Canan Duman İlki1, Tuncay Gündüz1, Murat Kürtüncü1, Zuhal Yapıcı1, Serra Sencer2, Mefküre Eraksoy1

1Istanbul University, Istanbul Faculty of Medicine, Department of Neurology, Istanbul, Turkey
2Istanbul University, Istanbul Faculty of Medicine, Department of Radiology, Istanbul, Turkey

Keywords: Child and adolescent multiple sclerosis, fingolimod, real-world evidence

Abstract

Objective: Clinical studies in childhood multiple sclerosis (MS) are very limited compared with adults. Although first-line injection therapies are well tolerated in this patient group, there are difficulties in the long-term treatment of patients due to the difficulty and adverse effects of injections for children. Oral therapies are better tolerated for use and adverse effects compared with injection therapies. This study aimed to evaluate the clinical features and treatment outcomes of patients aged under 18 years with relapsing-remitting MS (RRMS) who received fingolimod treatment.

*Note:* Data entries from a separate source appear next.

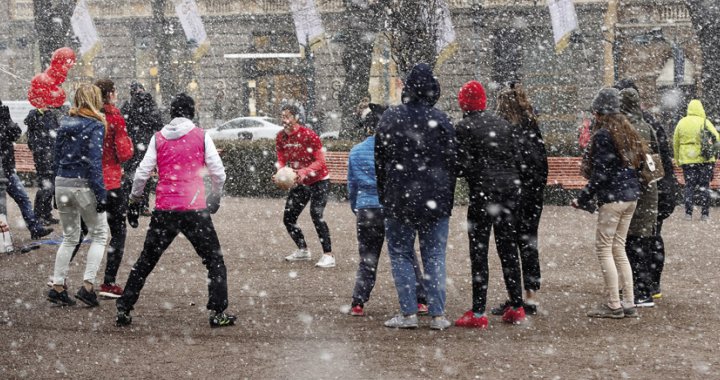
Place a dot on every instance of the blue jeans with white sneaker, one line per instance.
(401, 248)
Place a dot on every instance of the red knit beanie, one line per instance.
(472, 97)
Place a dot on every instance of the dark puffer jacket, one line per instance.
(489, 152)
(42, 129)
(415, 153)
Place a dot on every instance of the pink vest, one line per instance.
(180, 165)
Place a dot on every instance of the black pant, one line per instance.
(697, 184)
(43, 197)
(488, 211)
(639, 253)
(531, 206)
(371, 235)
(298, 198)
(657, 258)
(117, 214)
(198, 228)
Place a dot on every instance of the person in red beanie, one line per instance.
(489, 159)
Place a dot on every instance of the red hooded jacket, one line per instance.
(117, 147)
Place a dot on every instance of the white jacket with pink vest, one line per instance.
(183, 155)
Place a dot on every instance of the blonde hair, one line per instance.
(88, 103)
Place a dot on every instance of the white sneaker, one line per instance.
(402, 322)
(326, 261)
(299, 255)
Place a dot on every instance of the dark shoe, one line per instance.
(62, 298)
(88, 298)
(40, 233)
(123, 318)
(222, 320)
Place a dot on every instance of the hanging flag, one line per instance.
(445, 44)
(85, 31)
(308, 25)
(191, 22)
(564, 21)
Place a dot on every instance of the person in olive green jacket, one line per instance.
(697, 170)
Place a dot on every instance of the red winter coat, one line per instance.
(302, 151)
(117, 147)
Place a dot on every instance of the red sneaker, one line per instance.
(110, 291)
(513, 315)
(422, 309)
(357, 311)
(469, 320)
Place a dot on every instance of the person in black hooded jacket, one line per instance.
(42, 127)
(489, 159)
(415, 168)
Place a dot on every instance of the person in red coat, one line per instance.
(117, 148)
(300, 149)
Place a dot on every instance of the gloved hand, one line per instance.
(213, 202)
(134, 210)
(101, 207)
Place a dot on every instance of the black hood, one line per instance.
(421, 86)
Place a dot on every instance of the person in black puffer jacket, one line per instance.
(489, 159)
(143, 119)
(514, 106)
(42, 128)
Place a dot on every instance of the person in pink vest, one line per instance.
(182, 154)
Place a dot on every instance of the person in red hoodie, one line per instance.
(117, 148)
(300, 149)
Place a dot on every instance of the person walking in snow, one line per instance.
(415, 167)
(300, 149)
(181, 152)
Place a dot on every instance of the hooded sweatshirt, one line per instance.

Materials and Methods: In this study, the clinical records of 22 patients with RRMS who received fingolimod treatment were examined. The patients were prospectively followed up between February 2015 and December 2018. The patients were evaluated in terms of relapse rate, Expanded Disability Status Scale (EDSS) scores, brain and cervical magnetic resonance imaging, and adverse effects before and after fingolimod treatment.

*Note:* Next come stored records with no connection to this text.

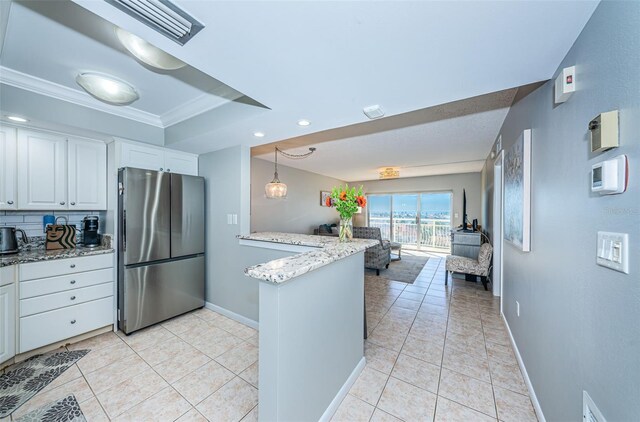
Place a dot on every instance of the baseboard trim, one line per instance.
(527, 380)
(335, 403)
(230, 314)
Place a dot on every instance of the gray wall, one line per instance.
(579, 327)
(301, 211)
(226, 174)
(49, 113)
(448, 182)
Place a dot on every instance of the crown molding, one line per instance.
(41, 86)
(191, 108)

Results: The median age of 13 (59%) female and 9 (41%) male patients was 18 (range: 10-21) years. The median fingolimod treatment duration was 2.5 (range: 1.3-3.9) years. The median age of disease onset was 13 (range: 8-17) years. Fifteen patients (68%) received a first-line treatment prior to fingolimod. The reason for switching to fingolimod was inefficacy in 33%, adverse effects in 40%, and both in %27 of patients. In 32% of patients, fingolimod was started as a first-line treatment. A total of three patients had recurrent relapses under treatment with fingolimod. The median annualized relapse rate (ARR) before fingolimod was 1.9 (range: 0.3-8.0), and the ARR with fingolimod was 0 (range: 0-2.0) (Wilcoxon’s signed-rank test; p<0.001). The median EDSS was 1.5 (range: 1.0-4.0) before fingolimod, and the EDSS after treatment was 1.5 (range: 1.0 to 5.0) (Wilcoxon’s signed rank test; p=0.3). None of the patients had any adverse effects during the first dose monitoring.

Conclusion: Our study shows that fingolimod is an effective and safe treatment alternative in childhood MS.